What was the cause of this intolerance? It has been attributed to the influence of the clergy; but against this opinion we must set the disapproval of Isidore of Seville in his Historia, and of the Fourth Council of Toledo, over which the same prelate presided. Equally untrustworthy is the statement that these measures were forced upon Sisebut by the Emperor Heraclius, in the treaty made between them to which we have already alluded, for there is no text to bear out this statement, and moreover, the analogous case which Fredegar attributes to King Dagobert is equally unproved. All that we know for a fact is that Sisebut adopted the measure without consulting any Council, so that we must attribute the king's resolution either to his own inclination (Sisebut's piety led him to write Lives of the Saints, for instance, the well-known life of St Desiderius), or to the desire of obtaining possession of property by means of confiscation, or of gaining money from the sale of dispensations.
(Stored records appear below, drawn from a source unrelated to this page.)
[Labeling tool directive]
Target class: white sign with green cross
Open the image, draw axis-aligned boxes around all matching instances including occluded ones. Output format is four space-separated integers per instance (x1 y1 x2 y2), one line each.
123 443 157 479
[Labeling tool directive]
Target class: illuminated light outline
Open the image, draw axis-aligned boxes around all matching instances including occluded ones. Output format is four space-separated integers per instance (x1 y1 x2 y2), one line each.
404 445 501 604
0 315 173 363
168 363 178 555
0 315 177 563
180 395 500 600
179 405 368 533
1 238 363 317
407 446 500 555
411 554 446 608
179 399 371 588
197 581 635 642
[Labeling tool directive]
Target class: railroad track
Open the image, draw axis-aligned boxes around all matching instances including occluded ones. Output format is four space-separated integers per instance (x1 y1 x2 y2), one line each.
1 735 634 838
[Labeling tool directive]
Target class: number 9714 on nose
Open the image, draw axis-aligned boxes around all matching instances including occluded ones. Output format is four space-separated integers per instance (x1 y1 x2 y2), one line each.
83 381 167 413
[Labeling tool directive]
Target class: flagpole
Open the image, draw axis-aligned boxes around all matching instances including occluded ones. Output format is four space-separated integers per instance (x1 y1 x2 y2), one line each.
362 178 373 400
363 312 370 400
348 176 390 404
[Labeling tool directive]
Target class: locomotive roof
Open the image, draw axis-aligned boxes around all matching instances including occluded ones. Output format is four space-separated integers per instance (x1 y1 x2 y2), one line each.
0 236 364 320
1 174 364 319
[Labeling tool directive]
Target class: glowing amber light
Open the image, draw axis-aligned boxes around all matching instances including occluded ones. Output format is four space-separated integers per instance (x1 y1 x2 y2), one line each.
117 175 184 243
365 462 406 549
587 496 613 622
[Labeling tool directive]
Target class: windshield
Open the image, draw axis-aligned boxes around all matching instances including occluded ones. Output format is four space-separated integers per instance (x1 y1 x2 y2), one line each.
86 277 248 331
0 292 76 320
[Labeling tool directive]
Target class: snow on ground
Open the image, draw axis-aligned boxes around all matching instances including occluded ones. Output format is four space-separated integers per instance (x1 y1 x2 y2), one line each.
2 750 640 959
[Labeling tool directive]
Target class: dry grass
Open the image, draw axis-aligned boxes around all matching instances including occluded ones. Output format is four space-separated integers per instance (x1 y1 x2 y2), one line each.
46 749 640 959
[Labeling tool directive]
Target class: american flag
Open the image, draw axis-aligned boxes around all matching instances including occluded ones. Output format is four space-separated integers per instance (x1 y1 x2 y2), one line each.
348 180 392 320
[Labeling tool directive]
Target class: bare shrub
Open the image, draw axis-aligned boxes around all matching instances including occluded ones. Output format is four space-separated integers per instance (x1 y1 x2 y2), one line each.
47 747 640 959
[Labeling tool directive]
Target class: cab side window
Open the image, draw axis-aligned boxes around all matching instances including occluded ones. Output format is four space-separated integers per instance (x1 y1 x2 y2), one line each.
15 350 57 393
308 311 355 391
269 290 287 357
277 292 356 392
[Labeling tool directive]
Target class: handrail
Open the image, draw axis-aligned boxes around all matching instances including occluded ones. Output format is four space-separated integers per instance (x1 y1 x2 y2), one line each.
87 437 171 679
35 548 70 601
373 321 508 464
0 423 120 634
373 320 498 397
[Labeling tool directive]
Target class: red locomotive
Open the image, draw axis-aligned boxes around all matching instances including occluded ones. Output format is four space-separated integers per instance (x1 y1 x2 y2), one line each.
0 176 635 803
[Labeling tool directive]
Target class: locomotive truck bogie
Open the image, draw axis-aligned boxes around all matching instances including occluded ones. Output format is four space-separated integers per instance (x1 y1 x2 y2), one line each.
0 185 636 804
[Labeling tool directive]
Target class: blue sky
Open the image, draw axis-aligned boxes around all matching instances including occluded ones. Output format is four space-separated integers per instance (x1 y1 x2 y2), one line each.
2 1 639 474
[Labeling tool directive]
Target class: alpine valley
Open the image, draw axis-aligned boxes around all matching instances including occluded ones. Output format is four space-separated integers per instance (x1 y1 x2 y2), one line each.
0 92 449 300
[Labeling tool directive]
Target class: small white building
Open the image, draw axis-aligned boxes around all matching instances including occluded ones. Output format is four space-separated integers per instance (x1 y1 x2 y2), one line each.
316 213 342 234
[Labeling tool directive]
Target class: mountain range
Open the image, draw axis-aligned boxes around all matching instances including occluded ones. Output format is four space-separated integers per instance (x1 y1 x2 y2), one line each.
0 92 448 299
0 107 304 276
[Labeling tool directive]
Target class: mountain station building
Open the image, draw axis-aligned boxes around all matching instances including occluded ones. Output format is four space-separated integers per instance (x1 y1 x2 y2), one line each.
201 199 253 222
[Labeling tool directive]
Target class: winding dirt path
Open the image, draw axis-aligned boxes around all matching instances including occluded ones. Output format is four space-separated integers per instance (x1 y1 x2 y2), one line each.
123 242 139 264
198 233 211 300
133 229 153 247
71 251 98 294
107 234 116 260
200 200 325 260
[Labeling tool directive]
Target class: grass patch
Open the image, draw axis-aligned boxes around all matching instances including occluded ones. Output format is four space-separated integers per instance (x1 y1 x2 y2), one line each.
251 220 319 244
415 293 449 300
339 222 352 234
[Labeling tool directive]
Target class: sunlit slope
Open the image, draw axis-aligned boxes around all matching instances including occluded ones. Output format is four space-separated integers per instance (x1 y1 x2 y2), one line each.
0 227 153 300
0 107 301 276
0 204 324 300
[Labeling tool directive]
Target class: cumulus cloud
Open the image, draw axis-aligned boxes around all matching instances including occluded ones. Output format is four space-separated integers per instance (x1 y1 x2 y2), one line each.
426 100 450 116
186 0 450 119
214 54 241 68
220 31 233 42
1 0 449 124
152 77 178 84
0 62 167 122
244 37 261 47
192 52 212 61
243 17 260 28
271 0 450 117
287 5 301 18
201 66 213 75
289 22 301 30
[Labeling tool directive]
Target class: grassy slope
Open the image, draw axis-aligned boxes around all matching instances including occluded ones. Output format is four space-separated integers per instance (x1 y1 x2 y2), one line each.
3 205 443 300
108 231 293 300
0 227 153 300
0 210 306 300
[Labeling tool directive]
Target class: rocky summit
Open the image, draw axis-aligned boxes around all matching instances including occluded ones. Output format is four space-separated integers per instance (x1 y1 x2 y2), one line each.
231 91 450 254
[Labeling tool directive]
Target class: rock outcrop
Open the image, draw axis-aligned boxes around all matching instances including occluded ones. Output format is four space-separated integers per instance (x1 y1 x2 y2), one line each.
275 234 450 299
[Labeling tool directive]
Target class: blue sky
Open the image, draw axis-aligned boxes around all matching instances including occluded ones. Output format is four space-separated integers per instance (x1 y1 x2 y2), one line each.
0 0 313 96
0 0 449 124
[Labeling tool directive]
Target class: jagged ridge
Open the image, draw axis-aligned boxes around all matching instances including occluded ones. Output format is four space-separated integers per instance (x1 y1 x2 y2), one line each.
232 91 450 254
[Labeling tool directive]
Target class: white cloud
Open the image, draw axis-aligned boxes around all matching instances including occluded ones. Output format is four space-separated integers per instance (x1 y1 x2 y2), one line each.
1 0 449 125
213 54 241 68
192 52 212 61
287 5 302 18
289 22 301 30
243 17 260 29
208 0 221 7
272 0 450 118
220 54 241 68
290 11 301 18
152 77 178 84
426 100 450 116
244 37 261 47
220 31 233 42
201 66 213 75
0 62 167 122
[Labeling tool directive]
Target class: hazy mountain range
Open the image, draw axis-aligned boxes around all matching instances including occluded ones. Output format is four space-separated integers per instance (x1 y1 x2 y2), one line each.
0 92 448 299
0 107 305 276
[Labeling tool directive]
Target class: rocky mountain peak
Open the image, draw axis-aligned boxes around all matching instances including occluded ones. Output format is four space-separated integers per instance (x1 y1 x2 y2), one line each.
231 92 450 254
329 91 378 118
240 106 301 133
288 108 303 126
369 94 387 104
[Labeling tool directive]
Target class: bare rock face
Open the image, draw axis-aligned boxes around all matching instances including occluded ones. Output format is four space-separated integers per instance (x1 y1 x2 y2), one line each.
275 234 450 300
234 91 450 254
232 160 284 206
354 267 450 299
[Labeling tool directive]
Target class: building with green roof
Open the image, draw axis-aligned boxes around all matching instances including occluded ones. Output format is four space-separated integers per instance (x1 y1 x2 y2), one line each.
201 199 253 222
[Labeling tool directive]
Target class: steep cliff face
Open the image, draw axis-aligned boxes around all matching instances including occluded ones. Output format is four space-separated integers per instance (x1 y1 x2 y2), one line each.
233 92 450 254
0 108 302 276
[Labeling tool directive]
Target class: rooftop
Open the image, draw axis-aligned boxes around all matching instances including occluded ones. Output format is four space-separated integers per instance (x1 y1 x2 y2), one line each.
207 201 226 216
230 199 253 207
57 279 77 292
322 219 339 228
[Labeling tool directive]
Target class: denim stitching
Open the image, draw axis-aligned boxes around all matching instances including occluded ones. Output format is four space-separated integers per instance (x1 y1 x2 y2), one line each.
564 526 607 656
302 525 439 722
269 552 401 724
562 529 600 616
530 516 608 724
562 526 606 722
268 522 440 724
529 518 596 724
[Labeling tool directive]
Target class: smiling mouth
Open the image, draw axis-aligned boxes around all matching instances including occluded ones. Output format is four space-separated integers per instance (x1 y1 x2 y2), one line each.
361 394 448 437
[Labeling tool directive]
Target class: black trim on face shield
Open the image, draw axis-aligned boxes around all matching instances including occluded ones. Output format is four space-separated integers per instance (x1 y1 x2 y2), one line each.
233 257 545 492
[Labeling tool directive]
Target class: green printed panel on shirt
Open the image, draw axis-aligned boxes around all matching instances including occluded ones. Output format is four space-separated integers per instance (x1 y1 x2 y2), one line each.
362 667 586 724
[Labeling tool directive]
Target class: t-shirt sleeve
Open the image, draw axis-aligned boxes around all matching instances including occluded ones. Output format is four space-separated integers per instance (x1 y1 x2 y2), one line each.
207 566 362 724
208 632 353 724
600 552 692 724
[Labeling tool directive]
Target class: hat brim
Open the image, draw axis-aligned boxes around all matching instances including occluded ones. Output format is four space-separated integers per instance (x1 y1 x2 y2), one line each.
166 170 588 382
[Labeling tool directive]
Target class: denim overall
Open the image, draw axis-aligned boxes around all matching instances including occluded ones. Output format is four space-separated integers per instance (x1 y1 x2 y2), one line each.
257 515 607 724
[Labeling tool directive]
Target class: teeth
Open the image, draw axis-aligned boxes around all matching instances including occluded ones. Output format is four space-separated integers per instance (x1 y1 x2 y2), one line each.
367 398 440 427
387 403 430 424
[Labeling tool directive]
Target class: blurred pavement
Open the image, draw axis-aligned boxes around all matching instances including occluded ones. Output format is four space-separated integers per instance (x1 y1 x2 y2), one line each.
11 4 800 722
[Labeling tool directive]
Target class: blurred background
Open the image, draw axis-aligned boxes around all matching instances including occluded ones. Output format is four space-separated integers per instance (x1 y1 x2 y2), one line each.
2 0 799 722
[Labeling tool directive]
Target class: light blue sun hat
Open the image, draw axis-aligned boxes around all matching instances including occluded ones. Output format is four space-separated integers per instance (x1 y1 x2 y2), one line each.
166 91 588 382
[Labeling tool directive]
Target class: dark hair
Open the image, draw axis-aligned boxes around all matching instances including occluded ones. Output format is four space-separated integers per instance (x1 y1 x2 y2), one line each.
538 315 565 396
Such were certainly his motives on other occasions. Moreover, he claimed religious authority for himself, for he considered that he was the ecclesiastical head of the bishops, and behaved as such. It is possible that he was also indirectly influenced by the fact that the Jews had assisted the Persians and Arabs in their wars against the Christians of the East. The immediate result of the law was that the greater part of the Jews received baptism, and that, according to the Chronicle of Paulus Emilius, only a few thousands (aliquot millia) sought refuge in Gaul. But this effect must have been short-lived, for we know that, nineteen years later, there were in Spain Jews who had not been baptised and others who had reverted to their former religion.

  1. The existence of this law is proved by contemporary evidence, though it does not appear in the Forum Judicum. From a passage in Isidore of Seville we are led to suppose that this decree was made during the first year of Sisebut's reign, that is to say, in 612.